Here’s how Biden’s infrastructure proposal invests in America’s education:
Universal pre-K for all 3- and 4-year-olds
Biden will invest $200 billion to offer free, high-quality preschool to all 3- and 4-year-olds, which would benefit 5 million children and save the average family $13,000. According to the fact sheet, all employees participating in a pre-K program would earn at least $15 an hour. The plan would also include investments to support teachers who want to earn another degree or seek another credential that strengthens their work as educators.
The fact sheet highlights research showing that many children, particularly low-income children and children of color, do not have access to quality preschool education, and seeks to remedy that nationwide. Similar efforts at the local level have succeeded at increasing enrollment, such as New York City Mayor Bill de Blasio’s universal pre-K program for all 4-year-olds, which showed enrollment growth from 19,000 to 53,000 in 2014.
Free community college and low-income aid
Through a $109 billion investment, Biden wants to ensure that every American gets access to two free years of community college. This could be extended by up to four years, if circumstances warrant, thereby ensuring that first-time workers and students could earn college degrees for free. If all states, tribes, and territories participate, the fact sheet said, about 5.5 million students would pay $0 in tuition and fees.
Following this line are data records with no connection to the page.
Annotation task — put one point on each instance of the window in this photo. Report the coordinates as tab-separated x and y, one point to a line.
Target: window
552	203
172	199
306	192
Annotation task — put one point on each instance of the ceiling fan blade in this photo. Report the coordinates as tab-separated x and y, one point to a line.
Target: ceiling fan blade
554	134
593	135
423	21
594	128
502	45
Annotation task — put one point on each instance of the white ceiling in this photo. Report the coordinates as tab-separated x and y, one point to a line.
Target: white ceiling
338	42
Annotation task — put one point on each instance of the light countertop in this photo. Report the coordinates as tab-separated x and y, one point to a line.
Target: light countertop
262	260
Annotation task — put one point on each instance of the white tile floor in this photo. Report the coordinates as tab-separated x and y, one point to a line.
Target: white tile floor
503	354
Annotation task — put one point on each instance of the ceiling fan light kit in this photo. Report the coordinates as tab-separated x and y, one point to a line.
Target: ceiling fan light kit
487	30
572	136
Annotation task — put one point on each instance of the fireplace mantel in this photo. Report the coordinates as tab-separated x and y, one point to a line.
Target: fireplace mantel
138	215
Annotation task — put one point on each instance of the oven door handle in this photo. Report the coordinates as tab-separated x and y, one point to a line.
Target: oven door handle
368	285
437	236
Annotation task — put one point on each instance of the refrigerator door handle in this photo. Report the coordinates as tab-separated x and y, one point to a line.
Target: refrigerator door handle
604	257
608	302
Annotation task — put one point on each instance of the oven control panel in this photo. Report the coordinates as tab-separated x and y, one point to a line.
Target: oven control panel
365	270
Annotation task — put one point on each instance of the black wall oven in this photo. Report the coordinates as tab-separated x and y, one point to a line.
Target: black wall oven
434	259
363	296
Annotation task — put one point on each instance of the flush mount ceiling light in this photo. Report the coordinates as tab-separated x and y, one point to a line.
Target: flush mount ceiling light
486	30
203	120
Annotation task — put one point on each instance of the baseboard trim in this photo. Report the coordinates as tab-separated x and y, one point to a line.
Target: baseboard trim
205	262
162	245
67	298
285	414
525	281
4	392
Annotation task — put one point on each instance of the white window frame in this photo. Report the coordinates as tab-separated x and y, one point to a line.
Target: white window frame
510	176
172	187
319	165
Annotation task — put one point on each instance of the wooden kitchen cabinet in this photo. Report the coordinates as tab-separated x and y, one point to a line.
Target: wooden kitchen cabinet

In addition to free community college, Biden’s other postsecondary education investments include:
- Increasing the maximum Pell Grant award fo $1,400 to assist the nearly 7 million students who depend on Pell Grants;
- A $62 billion grant program to invest in completion and retention activities at schools that serve a high number of low-income students;
- And a $39 billion program that provides two years of subsidized tuition for students from families earning less than $125,000 enrolled in a four-year Historically Black College or University (HBCU) or Minority Serving Institution (MSI).
Before the pandemic, schools across the country needed an estimated 100,000 additional certified teachers, and the shortages primarily affected schools with higher percentages of students of color. To address the disparities, Biden is calling for a $9 billion investment to:
- Double scholarships for future teachers from $4,000 to $8,000 per year while earning their degree, target $400 million for teacher preparation at HBCUs, and $900 million for special education teachers;
- Help current teachers earn needed credentials through a $1.6 billion investment;
- And support educator leadership through $2 billion to support programs that encourage high-quality mentorship.